(Bloomberg) -- The dollar will probably strengthen to test $1.4070 against the euro next week as it approaches the lower bound of the 16-nation currency’s upward trend and the 50- day moving average, according to Barclays Capital. The greenback rose by the most in seven weeks against the currencies of six major trading partners after a report showed employers eliminated fewer jobs last month than economists forecast. The euro plunged versus the U.S. currency, dropping to within 1 U.S. cent of its 50-day moving average of $1.4080.
“The big level where we could see real damage transpire is on a move through $1.4070,” said MacNeil Curry, a technical analyst at Barclays in New York. “Through there, we probably see three big figures back to the old May breakouts.”

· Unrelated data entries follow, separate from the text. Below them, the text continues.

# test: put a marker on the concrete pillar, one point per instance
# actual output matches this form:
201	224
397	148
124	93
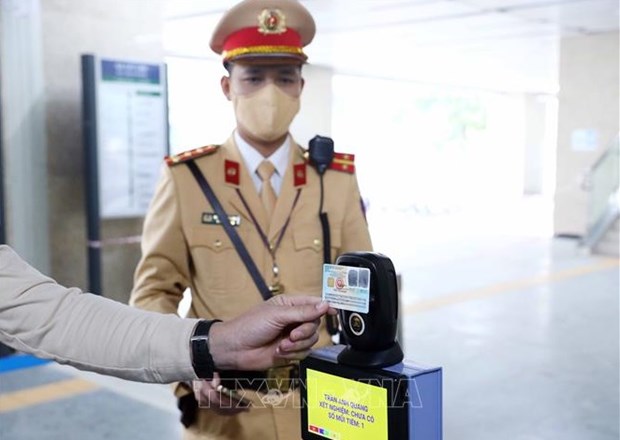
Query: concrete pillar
23	130
587	121
535	129
120	29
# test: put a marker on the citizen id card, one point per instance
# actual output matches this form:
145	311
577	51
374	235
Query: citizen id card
346	287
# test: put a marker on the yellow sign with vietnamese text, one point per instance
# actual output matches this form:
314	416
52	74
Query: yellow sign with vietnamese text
345	409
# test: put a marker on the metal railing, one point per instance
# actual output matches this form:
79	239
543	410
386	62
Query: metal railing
602	182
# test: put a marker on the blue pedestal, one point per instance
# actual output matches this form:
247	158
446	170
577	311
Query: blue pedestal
400	402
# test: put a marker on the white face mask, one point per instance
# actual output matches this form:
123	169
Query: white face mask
267	113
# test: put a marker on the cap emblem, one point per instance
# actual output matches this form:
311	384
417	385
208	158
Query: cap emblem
271	21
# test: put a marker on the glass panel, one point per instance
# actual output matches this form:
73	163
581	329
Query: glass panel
604	178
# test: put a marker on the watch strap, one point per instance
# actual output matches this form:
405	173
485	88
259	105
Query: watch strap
202	361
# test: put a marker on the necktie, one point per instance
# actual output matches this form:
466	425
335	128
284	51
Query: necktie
267	194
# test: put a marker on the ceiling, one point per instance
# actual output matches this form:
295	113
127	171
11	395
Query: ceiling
504	45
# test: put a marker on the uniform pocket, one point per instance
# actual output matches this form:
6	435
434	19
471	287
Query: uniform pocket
308	242
218	270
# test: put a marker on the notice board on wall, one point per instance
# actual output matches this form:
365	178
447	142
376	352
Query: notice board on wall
126	129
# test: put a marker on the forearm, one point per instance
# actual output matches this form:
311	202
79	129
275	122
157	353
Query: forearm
92	333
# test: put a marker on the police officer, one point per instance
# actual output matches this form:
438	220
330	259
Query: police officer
270	196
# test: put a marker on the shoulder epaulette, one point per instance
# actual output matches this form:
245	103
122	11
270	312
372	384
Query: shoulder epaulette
343	162
191	154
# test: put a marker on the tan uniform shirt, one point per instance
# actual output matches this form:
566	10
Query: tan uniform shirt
181	247
86	331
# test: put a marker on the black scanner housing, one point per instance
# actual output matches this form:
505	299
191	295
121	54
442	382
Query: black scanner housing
376	346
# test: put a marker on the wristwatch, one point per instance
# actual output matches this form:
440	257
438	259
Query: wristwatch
202	361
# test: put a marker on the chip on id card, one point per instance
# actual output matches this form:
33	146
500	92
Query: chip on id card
346	288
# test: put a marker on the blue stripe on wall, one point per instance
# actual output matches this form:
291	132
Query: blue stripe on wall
19	361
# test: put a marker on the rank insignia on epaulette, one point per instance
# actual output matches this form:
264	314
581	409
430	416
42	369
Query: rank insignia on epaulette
191	154
343	162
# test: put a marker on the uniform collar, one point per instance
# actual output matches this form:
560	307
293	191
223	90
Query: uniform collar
253	158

The dollar traded 1.2 percent higher versus the euro at $1.4175 and climbed 2.2 percent to 97.54 yen. The U.S. currency fell 1 percent against the Brazilian real and South African rand, retaining more of its value compared with the yen’s 3.2 percent declines versus those currencies. “With risky assets continuing to outperform, people want to keep that trade on,” Curry said in an interview. “They’re just starting to move out of the dollar and fund these currencies with currencies other than the dollar.”
The Dollar Index, which tracks the greenback’s value against the euro, yen, pound, Canadian dollar, Swedish krona and Swiss franc, rose as much as 1.3 percent to 79.073, the biggest intraday advance since June 15.
The euro may decline to trade between $1.3730 and $1.3780 in the next three weeks, Curry said. In technical analysis, investors and analysts study charts of trading patterns to forecast changes in a security, commodity, currency or index. An upward trend is a series of price movements higher marked by increasing intraday lows.